WPF Airlines

I often hear of the “Source Code Compatibility” between Silverlight and Windows Presentation Foundation and so today I thought I’d try it out a little bit.

Personally, I don’t view this as;

Take your SL source code, add a few bits and pieces and you have a WPF application. Add a bit of conditional compilation where necessary.

I don’t have a perfect picture of it in my head but I see it more as perhaps;

Build both a Silverlight and a WPF UI. Try and build components that can be built to underpin both. Most of what you’ve got will build/work on both frameworks and then you’ll perhaps have a remaining 10% or so that’s similar but different enough to want to separate out to being WPF/Silverlight specific.

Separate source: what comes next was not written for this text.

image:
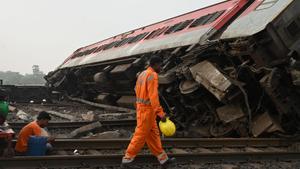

I still think it sounds challenging and I’m not sure how you’d do (e.g.) source code compatibility between Silverlight controls that are using the VSM and WPF controls that aren’t. That feels like a tricky one to get right and I suspect that there are a whole bunch of other areas that need a lot of thought to try and get this to work.

You could argue that you pick a control set that’s common across both Silverlight and WPF ( i.e. the common Microsoft control set and perhaps a 3rd party control set that supports both ) and use those. That might help a whole lot in raising you above the WPF/Silverlight differences.

I can definitely see that you can re-use your knowledge and skills across the 2 frameworks. That’s a given. I can also see that you’d re-use a whole bunch of XAML by just lifting it from one framework to the other, changing a few bits and pieces (like the namespace :-)) and then getting it linked up with some code and running.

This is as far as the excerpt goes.